Former US President Bill Clinton has been chosen to lead the US delegation to a weekend commemoration of the 1995 Srebrenica massacre. He will be joined by his former Secretary of State Madeleine Albright.

Mustafa Ceric mit Bill Clinton und Imam Kavazovic 1995
Seen here opening a memorial in Bosnia in 2003, Clinton began US-led peace efforts after SrebrenicaImage: picture-alliance/dpa

Clinton, who was serving US president at the time of the massacre, was selected to head the delegation by President Barack Obama.

As well as being joined by members of the US Congress, he will also be accompanied by Madeleine Albright. Albright, who was US Secretary of State between 1997 and 2001, is part of a bipartisan 10-member delegation including members of the Senate and House of Representatives.

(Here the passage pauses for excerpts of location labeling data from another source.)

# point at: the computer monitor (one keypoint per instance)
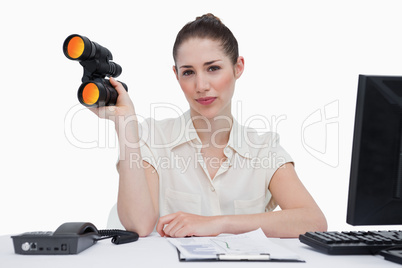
(375, 189)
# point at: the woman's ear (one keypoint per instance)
(175, 72)
(239, 67)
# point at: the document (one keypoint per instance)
(251, 246)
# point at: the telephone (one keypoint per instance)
(69, 238)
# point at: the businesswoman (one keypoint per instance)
(203, 173)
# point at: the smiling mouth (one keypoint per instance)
(206, 101)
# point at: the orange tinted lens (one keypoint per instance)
(90, 94)
(75, 47)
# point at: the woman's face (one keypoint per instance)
(207, 77)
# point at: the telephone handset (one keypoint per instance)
(69, 238)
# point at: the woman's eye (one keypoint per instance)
(213, 68)
(187, 72)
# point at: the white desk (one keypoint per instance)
(154, 251)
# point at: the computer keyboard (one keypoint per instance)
(386, 243)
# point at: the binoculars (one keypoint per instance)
(95, 90)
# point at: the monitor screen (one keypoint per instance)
(375, 188)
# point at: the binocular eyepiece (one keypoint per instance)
(95, 90)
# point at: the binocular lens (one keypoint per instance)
(75, 47)
(90, 94)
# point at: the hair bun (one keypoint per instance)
(208, 16)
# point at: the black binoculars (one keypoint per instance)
(95, 90)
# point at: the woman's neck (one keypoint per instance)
(213, 131)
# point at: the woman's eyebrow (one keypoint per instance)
(205, 64)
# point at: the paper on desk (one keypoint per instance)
(251, 243)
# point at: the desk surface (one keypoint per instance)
(154, 251)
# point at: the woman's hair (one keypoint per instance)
(211, 27)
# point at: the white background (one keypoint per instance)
(58, 159)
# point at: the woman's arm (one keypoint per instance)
(299, 214)
(138, 192)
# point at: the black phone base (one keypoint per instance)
(69, 238)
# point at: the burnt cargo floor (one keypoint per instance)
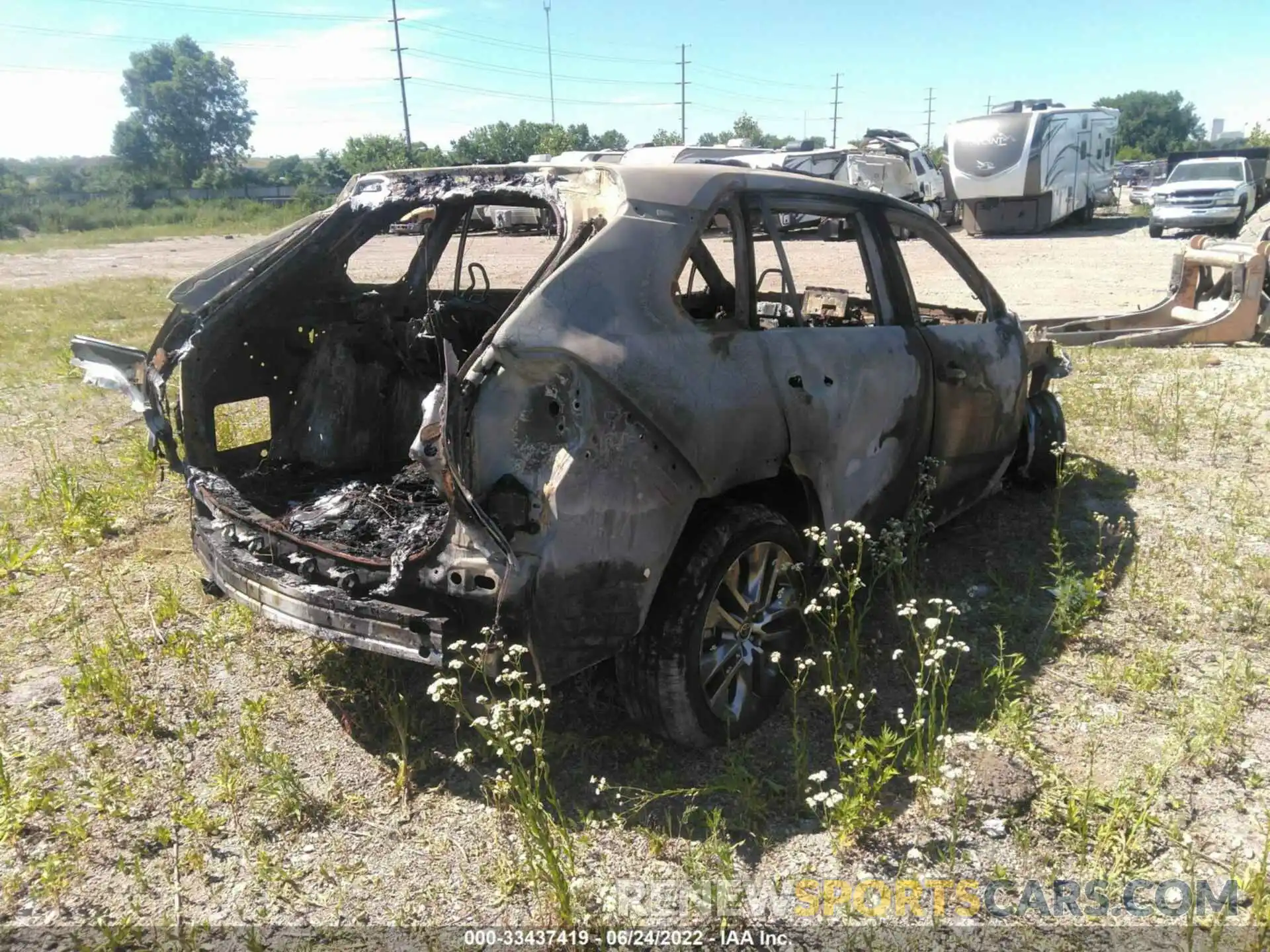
(365, 514)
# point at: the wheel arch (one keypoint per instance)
(786, 493)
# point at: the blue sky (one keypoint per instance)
(321, 70)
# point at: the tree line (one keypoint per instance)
(190, 125)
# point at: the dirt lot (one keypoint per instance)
(167, 760)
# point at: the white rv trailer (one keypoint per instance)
(1032, 163)
(821, 163)
(583, 158)
(923, 182)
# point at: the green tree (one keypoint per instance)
(499, 143)
(1132, 154)
(610, 140)
(1155, 122)
(746, 127)
(190, 113)
(379, 153)
(327, 171)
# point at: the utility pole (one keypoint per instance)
(546, 9)
(402, 79)
(683, 97)
(836, 78)
(930, 99)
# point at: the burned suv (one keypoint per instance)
(609, 452)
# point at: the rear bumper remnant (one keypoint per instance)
(321, 611)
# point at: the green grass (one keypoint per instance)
(110, 222)
(38, 323)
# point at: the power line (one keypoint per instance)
(546, 9)
(749, 95)
(517, 71)
(535, 98)
(405, 112)
(761, 80)
(930, 100)
(683, 95)
(836, 78)
(237, 11)
(515, 45)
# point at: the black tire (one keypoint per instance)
(1035, 460)
(659, 672)
(1238, 227)
(1257, 227)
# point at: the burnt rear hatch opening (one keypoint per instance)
(346, 361)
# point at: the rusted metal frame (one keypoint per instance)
(774, 233)
(462, 245)
(742, 259)
(868, 245)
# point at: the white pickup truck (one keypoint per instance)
(1205, 193)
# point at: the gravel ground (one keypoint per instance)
(1107, 267)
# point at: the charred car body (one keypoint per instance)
(596, 461)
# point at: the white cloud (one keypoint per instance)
(58, 113)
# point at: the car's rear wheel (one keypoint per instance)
(1042, 444)
(702, 672)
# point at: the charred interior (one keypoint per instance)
(339, 372)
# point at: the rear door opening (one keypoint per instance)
(305, 405)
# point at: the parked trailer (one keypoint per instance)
(1217, 295)
(1033, 163)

The commemoration is scheduled for Saturday in Bosnia-Herzegovina.

Srebrenica has gone down in history as the worst massacre to have occurred on European soil since World War II.

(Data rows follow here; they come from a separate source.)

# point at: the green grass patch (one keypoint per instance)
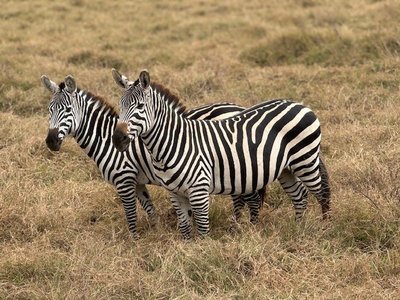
(326, 49)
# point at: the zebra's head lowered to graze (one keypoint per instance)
(62, 108)
(134, 117)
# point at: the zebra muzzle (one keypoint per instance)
(120, 137)
(53, 142)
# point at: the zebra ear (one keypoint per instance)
(121, 80)
(70, 83)
(48, 84)
(144, 79)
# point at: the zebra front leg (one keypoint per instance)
(238, 204)
(199, 201)
(183, 210)
(145, 202)
(296, 190)
(128, 199)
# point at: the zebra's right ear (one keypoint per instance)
(121, 80)
(48, 84)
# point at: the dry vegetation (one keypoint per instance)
(62, 229)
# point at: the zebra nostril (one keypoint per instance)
(120, 140)
(52, 140)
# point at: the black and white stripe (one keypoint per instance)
(278, 139)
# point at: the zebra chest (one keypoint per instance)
(181, 174)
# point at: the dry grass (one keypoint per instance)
(63, 233)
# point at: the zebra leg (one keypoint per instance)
(145, 202)
(253, 201)
(128, 198)
(315, 177)
(183, 211)
(199, 201)
(296, 190)
(324, 194)
(238, 204)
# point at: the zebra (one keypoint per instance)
(276, 139)
(91, 121)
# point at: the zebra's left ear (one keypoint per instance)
(48, 84)
(120, 79)
(70, 83)
(144, 79)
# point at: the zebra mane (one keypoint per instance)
(169, 97)
(99, 100)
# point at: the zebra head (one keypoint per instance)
(134, 111)
(62, 120)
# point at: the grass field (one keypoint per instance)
(63, 233)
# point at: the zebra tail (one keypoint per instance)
(261, 193)
(325, 192)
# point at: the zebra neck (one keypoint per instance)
(169, 136)
(96, 127)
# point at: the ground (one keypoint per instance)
(63, 233)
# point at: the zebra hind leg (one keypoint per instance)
(128, 199)
(315, 177)
(324, 195)
(296, 190)
(183, 211)
(254, 202)
(145, 202)
(199, 201)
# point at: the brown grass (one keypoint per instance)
(63, 234)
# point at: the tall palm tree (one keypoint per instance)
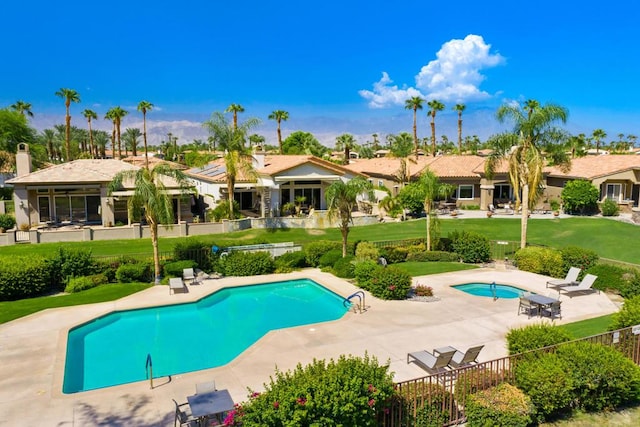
(346, 142)
(341, 199)
(279, 115)
(532, 123)
(69, 96)
(237, 157)
(131, 136)
(598, 135)
(143, 107)
(459, 108)
(235, 109)
(90, 115)
(23, 108)
(150, 197)
(434, 106)
(415, 104)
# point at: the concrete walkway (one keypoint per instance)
(32, 349)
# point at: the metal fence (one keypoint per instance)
(445, 393)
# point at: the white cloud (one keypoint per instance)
(453, 76)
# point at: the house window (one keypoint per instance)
(614, 192)
(465, 192)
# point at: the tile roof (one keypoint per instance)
(591, 167)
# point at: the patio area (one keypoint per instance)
(32, 349)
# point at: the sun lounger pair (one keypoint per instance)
(443, 358)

Bosnian Serb troops, led by Gen. Ratko Mladic - who is currently on trial in the Hague - overran Srebrenica in July 1995, while it remained an enclave within Serb-held territory. Some 25,000 people remained in the town, seeking help from Dutch UN peacekeepers. the UN soldiers were outnumbered and the Serb forces immediately slaughtered some 2,000 men and boys, before pursuing and killing some 6,000 who fled into the forests.

As US President between 1993 and 2001, Clinton presided over the US response to conflict in the former Yugoslavia.

Peace talks to end war

After having waited for a European response to the conflict that never fully materialized, Clinton dispatched a high-level delegation to the Balkans, with the efforts leading to US sponsored peace talks at Dayton, Ohio. The Bosnian War officially ended on December 14, 1995.

In August 1995, as the chief US delegate to the United Nations, Albright notably displayed aerial photographs to the UN Security Council that showed mounds of freshly dug earth near to Srebrenica. The displaced soil had not been seen in previous pictures, and was consistent with mass burials having taken place.

Serbian Prime Minister Aleksandar Vucic has agreed to attend the commemoration event.

Vucic has said he would not attend the event if a resolution declaring Srebrenica to have been a genocide was passed by the UN Security Council. He said he had asked Russian President Vladimir Putin to intervene and, on Wednesday, Russia used its veto in the Council to block the British-proposed resolution.